During January and February S1 Artspace will host three programmes of artist film and video featuring work from the UK, Denmark, Germany, Estonia, Serbia and Montenegro, Australia and Peru, combining video formats with screenings in 16mm and Super 8. S1 / salon is curated around material selected from an open call with the intention of creating a platform for presenting artist film and video without prescribed themes or categories. Each salon features films selected by an artist working in the moving image.

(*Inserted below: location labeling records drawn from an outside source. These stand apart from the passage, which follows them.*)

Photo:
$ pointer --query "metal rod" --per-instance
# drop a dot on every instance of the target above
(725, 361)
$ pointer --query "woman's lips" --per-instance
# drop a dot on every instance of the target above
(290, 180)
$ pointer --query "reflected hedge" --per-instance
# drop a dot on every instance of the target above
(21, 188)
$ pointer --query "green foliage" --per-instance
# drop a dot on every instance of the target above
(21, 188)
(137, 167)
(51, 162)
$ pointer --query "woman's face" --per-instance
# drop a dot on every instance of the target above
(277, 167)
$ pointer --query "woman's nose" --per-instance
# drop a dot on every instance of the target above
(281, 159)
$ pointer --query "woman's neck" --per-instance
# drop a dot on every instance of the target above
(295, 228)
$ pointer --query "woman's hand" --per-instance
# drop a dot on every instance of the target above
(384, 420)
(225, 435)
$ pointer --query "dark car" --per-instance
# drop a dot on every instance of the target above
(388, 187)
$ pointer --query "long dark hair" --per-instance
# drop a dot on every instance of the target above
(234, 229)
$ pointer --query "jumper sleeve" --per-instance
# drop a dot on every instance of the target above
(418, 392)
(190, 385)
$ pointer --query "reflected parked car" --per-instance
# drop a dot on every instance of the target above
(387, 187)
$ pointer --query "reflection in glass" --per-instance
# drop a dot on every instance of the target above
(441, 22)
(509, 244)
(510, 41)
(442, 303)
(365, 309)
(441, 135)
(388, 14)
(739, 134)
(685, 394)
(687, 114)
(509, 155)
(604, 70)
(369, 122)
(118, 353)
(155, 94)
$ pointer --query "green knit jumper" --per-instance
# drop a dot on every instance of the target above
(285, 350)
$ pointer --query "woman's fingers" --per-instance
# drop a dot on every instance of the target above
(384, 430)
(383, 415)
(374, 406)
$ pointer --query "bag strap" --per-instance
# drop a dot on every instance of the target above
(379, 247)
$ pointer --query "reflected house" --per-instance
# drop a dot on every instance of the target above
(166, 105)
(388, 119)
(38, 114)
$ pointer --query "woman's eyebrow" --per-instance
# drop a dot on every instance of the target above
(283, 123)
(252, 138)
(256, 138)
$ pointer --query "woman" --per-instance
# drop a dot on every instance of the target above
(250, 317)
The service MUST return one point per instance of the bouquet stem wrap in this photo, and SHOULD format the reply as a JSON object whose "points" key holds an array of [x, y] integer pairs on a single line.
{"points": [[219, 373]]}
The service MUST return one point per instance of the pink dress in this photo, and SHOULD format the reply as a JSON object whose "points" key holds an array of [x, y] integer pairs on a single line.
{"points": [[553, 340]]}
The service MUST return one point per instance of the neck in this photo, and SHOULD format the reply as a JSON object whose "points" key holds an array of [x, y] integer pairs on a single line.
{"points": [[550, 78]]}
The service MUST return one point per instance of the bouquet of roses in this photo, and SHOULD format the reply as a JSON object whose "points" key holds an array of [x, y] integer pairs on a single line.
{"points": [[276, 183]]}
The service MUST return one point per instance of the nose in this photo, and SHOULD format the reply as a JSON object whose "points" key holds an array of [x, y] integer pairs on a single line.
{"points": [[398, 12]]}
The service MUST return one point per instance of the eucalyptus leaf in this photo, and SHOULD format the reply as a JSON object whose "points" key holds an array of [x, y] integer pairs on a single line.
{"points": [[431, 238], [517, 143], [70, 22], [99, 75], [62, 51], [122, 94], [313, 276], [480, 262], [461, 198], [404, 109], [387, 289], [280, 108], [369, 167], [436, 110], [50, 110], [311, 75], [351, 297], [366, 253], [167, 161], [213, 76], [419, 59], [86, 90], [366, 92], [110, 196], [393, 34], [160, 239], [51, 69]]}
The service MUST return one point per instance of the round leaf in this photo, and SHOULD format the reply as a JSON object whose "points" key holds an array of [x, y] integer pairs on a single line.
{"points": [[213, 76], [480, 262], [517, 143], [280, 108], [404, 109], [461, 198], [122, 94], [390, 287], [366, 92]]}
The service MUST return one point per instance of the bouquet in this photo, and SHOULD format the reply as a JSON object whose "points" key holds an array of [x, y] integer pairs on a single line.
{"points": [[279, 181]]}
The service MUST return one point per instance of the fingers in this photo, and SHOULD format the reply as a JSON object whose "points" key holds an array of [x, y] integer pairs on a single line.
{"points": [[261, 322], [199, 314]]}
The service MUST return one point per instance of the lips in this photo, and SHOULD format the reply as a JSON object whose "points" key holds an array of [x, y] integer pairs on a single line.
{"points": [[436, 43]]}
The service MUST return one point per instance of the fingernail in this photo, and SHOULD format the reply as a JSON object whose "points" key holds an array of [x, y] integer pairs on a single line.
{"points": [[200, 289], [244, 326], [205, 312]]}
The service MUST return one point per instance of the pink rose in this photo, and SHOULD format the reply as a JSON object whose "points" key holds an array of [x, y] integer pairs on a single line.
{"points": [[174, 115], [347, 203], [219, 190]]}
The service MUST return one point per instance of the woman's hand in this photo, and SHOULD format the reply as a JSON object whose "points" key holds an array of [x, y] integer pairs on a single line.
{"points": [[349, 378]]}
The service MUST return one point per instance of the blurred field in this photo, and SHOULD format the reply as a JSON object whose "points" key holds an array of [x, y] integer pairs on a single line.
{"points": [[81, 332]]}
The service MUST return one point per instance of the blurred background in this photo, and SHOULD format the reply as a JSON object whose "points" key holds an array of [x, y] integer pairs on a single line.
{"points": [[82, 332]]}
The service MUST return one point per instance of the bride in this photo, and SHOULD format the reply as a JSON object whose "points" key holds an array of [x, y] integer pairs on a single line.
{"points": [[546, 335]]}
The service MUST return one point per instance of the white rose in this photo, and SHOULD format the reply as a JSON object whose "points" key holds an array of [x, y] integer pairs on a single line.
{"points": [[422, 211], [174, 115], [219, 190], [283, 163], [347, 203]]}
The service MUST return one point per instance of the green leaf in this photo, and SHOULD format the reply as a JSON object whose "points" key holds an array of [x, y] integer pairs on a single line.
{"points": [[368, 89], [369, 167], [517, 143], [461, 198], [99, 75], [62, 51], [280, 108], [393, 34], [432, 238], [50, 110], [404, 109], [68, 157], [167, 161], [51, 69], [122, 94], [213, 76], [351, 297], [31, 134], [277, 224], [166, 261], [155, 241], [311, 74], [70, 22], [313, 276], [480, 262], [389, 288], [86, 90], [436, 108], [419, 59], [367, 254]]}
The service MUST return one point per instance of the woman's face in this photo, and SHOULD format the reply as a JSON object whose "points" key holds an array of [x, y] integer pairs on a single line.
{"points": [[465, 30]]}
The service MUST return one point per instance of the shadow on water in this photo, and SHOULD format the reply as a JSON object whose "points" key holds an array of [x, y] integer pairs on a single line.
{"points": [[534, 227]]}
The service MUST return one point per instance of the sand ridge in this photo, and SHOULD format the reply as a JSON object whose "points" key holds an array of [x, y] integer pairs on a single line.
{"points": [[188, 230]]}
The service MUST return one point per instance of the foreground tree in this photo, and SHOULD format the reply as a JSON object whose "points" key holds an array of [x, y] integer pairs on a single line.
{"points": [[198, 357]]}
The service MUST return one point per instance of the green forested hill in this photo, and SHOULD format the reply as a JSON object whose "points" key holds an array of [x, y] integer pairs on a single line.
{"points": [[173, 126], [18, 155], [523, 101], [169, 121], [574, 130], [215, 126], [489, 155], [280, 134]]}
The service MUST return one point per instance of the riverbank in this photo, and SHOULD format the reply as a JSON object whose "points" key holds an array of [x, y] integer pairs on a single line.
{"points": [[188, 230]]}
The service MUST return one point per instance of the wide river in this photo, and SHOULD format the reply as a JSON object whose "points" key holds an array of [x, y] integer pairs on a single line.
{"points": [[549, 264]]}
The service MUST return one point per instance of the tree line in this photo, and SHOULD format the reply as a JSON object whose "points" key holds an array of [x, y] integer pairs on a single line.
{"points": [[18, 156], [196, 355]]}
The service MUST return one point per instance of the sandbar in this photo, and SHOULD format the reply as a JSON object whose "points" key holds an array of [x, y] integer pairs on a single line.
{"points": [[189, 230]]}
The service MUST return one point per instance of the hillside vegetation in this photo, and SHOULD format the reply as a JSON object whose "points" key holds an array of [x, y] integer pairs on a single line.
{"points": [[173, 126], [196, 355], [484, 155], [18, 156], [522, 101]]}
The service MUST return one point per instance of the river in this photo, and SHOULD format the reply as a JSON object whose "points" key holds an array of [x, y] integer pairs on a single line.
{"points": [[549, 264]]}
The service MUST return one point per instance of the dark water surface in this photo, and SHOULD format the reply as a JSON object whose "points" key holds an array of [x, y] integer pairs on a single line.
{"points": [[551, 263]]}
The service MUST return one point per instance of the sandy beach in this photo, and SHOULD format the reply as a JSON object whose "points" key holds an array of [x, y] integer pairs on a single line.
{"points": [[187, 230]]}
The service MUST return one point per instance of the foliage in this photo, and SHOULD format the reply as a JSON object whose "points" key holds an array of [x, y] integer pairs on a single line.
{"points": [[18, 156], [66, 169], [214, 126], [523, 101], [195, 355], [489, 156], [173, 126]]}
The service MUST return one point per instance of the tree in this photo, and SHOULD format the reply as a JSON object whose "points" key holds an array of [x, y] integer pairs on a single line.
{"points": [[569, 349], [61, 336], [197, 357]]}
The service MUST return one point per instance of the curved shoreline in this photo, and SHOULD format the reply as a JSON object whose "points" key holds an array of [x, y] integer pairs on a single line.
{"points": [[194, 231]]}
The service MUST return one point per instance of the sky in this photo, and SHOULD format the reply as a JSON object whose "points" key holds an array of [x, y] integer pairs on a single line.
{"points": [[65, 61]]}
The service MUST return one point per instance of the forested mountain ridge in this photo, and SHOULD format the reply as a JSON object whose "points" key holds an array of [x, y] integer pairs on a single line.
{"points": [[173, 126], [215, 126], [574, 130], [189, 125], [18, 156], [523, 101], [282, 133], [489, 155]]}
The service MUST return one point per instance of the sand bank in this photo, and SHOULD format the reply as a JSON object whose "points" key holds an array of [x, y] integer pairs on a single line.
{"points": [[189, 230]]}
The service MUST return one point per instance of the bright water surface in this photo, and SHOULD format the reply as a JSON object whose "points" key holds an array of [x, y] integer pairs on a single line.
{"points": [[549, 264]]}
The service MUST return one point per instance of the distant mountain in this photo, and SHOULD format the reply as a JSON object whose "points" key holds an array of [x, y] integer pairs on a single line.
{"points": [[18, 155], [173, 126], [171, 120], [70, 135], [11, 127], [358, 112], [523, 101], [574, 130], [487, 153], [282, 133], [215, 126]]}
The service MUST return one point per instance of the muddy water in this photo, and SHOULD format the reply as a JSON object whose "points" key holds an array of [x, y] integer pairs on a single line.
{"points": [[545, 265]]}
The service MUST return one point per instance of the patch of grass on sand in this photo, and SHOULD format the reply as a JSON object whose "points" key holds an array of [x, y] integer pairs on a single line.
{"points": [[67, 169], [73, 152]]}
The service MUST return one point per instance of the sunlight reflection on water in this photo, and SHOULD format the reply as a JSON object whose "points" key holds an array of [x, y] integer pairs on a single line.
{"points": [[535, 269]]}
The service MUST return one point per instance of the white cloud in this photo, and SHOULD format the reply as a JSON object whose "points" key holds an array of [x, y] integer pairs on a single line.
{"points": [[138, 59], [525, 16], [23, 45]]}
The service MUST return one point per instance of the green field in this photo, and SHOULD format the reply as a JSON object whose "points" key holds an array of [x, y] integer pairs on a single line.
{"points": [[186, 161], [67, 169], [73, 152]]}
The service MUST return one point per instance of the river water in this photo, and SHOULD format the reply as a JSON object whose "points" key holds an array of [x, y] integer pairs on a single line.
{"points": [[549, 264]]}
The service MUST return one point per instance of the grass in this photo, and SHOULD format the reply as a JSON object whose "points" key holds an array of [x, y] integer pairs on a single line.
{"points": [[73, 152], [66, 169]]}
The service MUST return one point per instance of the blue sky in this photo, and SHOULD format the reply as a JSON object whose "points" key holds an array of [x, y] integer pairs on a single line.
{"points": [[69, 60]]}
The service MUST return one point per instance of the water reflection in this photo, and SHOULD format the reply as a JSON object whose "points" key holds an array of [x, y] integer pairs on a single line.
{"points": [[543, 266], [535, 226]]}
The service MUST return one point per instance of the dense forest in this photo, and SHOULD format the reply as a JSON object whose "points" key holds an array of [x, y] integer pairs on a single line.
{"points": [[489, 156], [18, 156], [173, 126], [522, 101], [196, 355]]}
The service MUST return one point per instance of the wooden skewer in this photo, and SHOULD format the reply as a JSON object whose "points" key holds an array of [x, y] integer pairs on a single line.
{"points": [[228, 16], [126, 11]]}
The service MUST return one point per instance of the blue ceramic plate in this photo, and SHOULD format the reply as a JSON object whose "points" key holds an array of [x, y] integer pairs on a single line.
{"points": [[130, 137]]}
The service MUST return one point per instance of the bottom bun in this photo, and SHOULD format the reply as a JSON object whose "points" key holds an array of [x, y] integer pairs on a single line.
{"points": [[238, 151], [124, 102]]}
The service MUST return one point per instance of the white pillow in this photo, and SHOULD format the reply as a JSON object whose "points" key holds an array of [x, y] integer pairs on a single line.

This is the second season of S1 / salon. A national tour of tonight we are golden, a programme featuring fourteen films from the first season will be launched in February.

 
Jason Pidd (London)
Darkroom, 2003
10’ 29”
A split-screen treatment of unedited multi-cam television footage from the television show Masterchef. Unexpected and occasionally absurd relationships appear to surface in the jury as Alistair Little, Loyd Grossman and Anneka Rice discuss soufflé...
Stuart Gurden ( Glasgow )
eye-may-mah, 2003
9’ 15”
An apocryphal tale about Brian Wilson’s 1970’s visit to Iceland. A journey to an extinct volcano reputed to contain traces of Wilson’s visit is interlaced with scientific research into the workings of LSD on the human mind and an account of Wilson’s brief meeting with the Maharishi Yogi who gave him the mantra “eye-may-mah”.
Kevin Heavey (London)
Cloud R, 2003
3’ 56”
A series of candy-coloured explosions erupt leaving an industrial skyline intact. Aircraft and birds leave a trail of confetti animation in their path. Charlton Heston narrates an audio-guide to Friedrich Nietzsche as soft rock muzak plays out.
Steven Ball (London)
Sevenths Synthesis, 2001
6’ 20”
Animated abstracted synthetic sound-to-image/image-to-sound digital materialist parsing experiments collide with trad pagan Beltane folk dance remixed Seven Step Polka in fragmentary, fractured and fast digital scratch mix. A hybrid of materialist and spatial exploration.
Morten Larsen (Aarhus)
Foxie Cutting Birthday Cake, 2003
17’
Real-time footage, internet images, animation and Amiga software with 8-bit sound are collaged and strung together in five scenes with an astral web of yarn.
Francis Gomila (Newcastle Upon Tyne)
Animal Stories, 2004
14’ 20"
Schreiner has clipped numerals from footage of taxi meters, buses, hotel doors, sports shirts, telephones and dialogue to compile a countdown in film.

Part 2
selected by Duncan Campbell

Duncan Campbell was born in Dublin and studied Fine Art in Dublin, Belfast and Glasgow where he is currently based. His thirty-minute film Falls Burns Malone Fiddles was exhibited at Transmission Gallery in Glasgow before being selected for Manifesta 5 in San Sebastian last year. Falls Burns Malone Fiddles was also presented in Sheffield for the first season of S1 / salon in revolution is not what it used to be and is touring with the Sparwasser HQ exhibition Old Habits Die Hard. Campbell is currently working on a new piece for a solo exhibition at Lawrence ‘O Hana Gallery later this year. He is represented by Galerie Luis Campana, Cologne. For weird science Campbell has selected Hollis Frampton’s 1971 16mm film Nostalgia.

Hollis Frampton
Nostalgia
, 1971
36’
Distributed by Lux

Frampton is recognised as one of the leading figures of the New American Cinema, a contemporary of Michael Snow, Paul Sharits and George Landow. This film, made in 1971 and itself part of a larger work called Hapax Legomena relates to a period between 1958 and 1966- before Frampton was known as a film-maker and was working mainly in still photography. Twelve photographs are presented as 'documents' of that period. A number are of friends in the New York art world, others are images that were of aesthetic interest. The tone throughout is dry and ironic. Each photograph is presented to the camera and a voice, speaking in the first person, describes the content of the image, the personal circumstances that surround it and the memories it evokes. After a minute or so when the commentary has ceased, each photograph gradually curls up and burns, transformed into black ash by the hotplate on which each in turn is placed. The structure of the film is complicated by the fact that the commentary for each image is 'out of synch': each commentary fits the photograph to follow, not the one before our eyes. The spectator himself is thus caught up in the process of memory and prediction that are the subject of the film.